De Raincourt said the forum’s declaration ― the so-called Busan Partnership for Effective Development Cooperation, highlighted an inclusive development partnership, including not only traditional donor countries like France, but also emerging countries. The three-day forum ended Thursday.
“The Busan Conference follows on the Paris Declaration and Accra and focused on increasing transparency, effectiveness in development aid, as well as coordinating aid with emerging countries,” said De Raincourt to The Korea Times at the reception, referring to the third forum on aid effectiveness held in Accra, Ghana in 2008.
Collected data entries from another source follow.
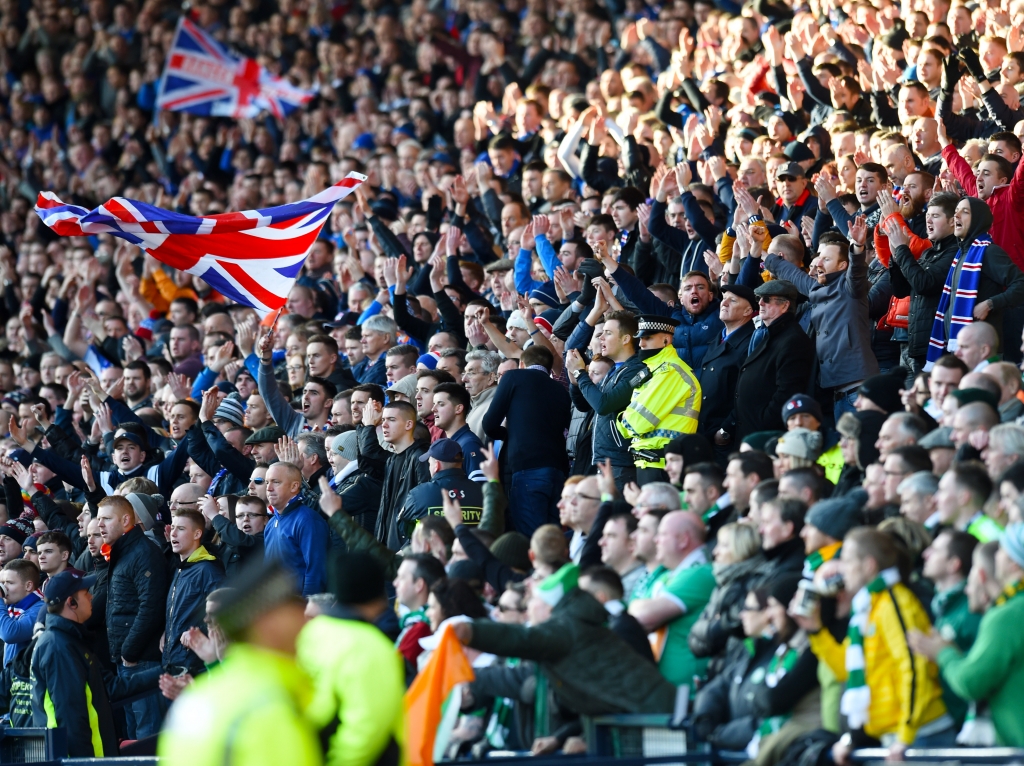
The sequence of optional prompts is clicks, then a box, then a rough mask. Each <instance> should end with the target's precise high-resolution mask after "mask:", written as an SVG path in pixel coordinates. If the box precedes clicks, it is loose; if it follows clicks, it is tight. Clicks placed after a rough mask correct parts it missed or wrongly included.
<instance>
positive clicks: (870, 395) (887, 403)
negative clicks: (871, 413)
mask: <svg viewBox="0 0 1024 766" xmlns="http://www.w3.org/2000/svg"><path fill="white" fill-rule="evenodd" d="M903 385H904V381H903V379H902V378H901V377H900V376H898V375H891V374H890V373H883V374H882V375H874V376H872V377H870V378H868V379H867V380H865V381H864V382H863V383H861V384H860V388H859V389H857V403H856V408H857V410H876V411H878V412H880V413H884V414H885V415H892V414H893V413H895V412H899V411H901V410H902V409H903V400H902V399H901V398H900V395H899V391H900V389H901V388H902V387H903Z"/></svg>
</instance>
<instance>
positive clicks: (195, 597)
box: [162, 546, 224, 675]
mask: <svg viewBox="0 0 1024 766" xmlns="http://www.w3.org/2000/svg"><path fill="white" fill-rule="evenodd" d="M222 582H224V567H223V566H222V565H221V563H220V561H218V560H217V559H216V558H215V557H214V556H213V555H212V554H210V553H209V552H208V551H207V550H206V548H204V547H203V546H200V547H199V548H198V549H197V550H196V552H195V553H193V554H191V555H190V556H189V557H188V559H187V560H185V561H182V562H181V563H180V565H179V566H178V570H177V571H176V572H174V579H173V580H171V590H170V593H168V594H167V609H166V615H165V622H166V628H165V629H164V655H163V659H162V664H163V666H164V668H165V669H166V668H170V667H171V666H178V667H179V668H178V671H177V672H180V668H181V667H184V668H187V669H188V672H189V673H191V674H193V675H196V674H197V673H202V672H203V670H204V666H203V661H202V659H200V658H199V656H198V655H197V654H196V652H194V651H193V650H191V649H186V648H185V647H184V646H182V645H181V634H182V633H184V632H185V631H187V630H188V629H189V628H199V627H201V626H202V625H203V618H204V616H206V597H207V596H208V595H210V593H211V592H213V591H215V590H216V589H217V588H219V587H220V584H221V583H222Z"/></svg>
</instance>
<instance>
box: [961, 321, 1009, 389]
mask: <svg viewBox="0 0 1024 766" xmlns="http://www.w3.org/2000/svg"><path fill="white" fill-rule="evenodd" d="M998 350H999V336H998V334H997V333H996V332H995V328H994V327H992V326H991V325H989V324H988V323H987V322H974V323H972V324H970V325H968V326H967V327H966V328H964V329H963V330H961V332H959V335H957V336H956V350H955V351H953V353H955V354H956V358H958V359H959V360H961V361H963V363H964V364H965V365H967V369H968V370H970V371H971V372H973V373H980V372H983V371H984V370H985V368H986V367H988V366H989V365H991V364H992V363H993V361H998V356H997V353H998ZM962 387H963V386H962Z"/></svg>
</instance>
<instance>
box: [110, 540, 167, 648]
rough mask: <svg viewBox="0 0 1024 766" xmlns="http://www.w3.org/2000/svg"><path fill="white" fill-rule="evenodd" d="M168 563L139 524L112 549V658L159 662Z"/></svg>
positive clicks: (166, 586)
mask: <svg viewBox="0 0 1024 766" xmlns="http://www.w3.org/2000/svg"><path fill="white" fill-rule="evenodd" d="M166 598H167V563H166V562H165V561H164V556H163V554H162V553H161V552H160V548H158V547H157V546H156V545H155V544H154V543H153V541H151V540H150V539H148V538H147V537H145V535H144V534H143V531H142V527H141V526H138V525H137V524H136V525H135V526H133V527H132V528H131V529H129V530H128V531H126V533H125V534H124V535H123V536H121V538H120V539H118V540H117V542H115V543H114V545H113V546H112V548H111V558H110V564H109V566H108V581H106V634H108V640H109V643H110V648H111V659H112V661H113V662H114V664H115V665H120V664H121V658H122V657H124V658H125V659H127V661H128V662H129V663H137V662H139V661H145V659H152V661H159V659H160V649H159V648H158V642H159V641H160V634H161V633H162V632H163V630H164V603H165V600H166Z"/></svg>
De Raincourt comes from a long political lineage. He is the son of Philippe de Raincourt, senator of the Yonne from 1948 to 1959. He is also a 4th generation-grandson of the Marquis de Sade.
“The conference facilitated a tight coordination of development goals in a global partnership between emerging and traditional donor countries.”
For the first time since the inaugural aid forum was held in Rome in 2003, emerging economies like Brazil, India, China and Mexico took part in and endorsed the Busan declaration aimed at enhancing the effectiveness of global aid and development.
“We saw huge progress made more significant given the tight calendar of meetings directly in line from the G-20 development summit in Washington, D.C. in September, the G-20 Summit in Cannes in November and this Busan conference,” he said.
“Before coming here, I’ve read and knew about Korea’s incredible evolution in a short time and, I am impressed with the work of the Korean government to raise the standard of living and in lifting up democratic society,” said De Raincourt.
Korea joined the Development Assistance Committee (DAC), the ultra exclusive club of 24 OECD donor nations and the European Commission in 2009. Korea, with Japan, is one of two Asian members of the DAC.
“On seeing Seoul and Busan for the first time, I can immediately tell by the state of development, technology and how clean the cities are why Korea is an economic model and an example of a democratic and wealthy nation for East Asia,” he said.
“Korea is a shining example of the promise of development aid,” he said. “We look forward to working with Korea on improving development politics and together participate in making development assistance in Africa more effective, which is a priority for all of us.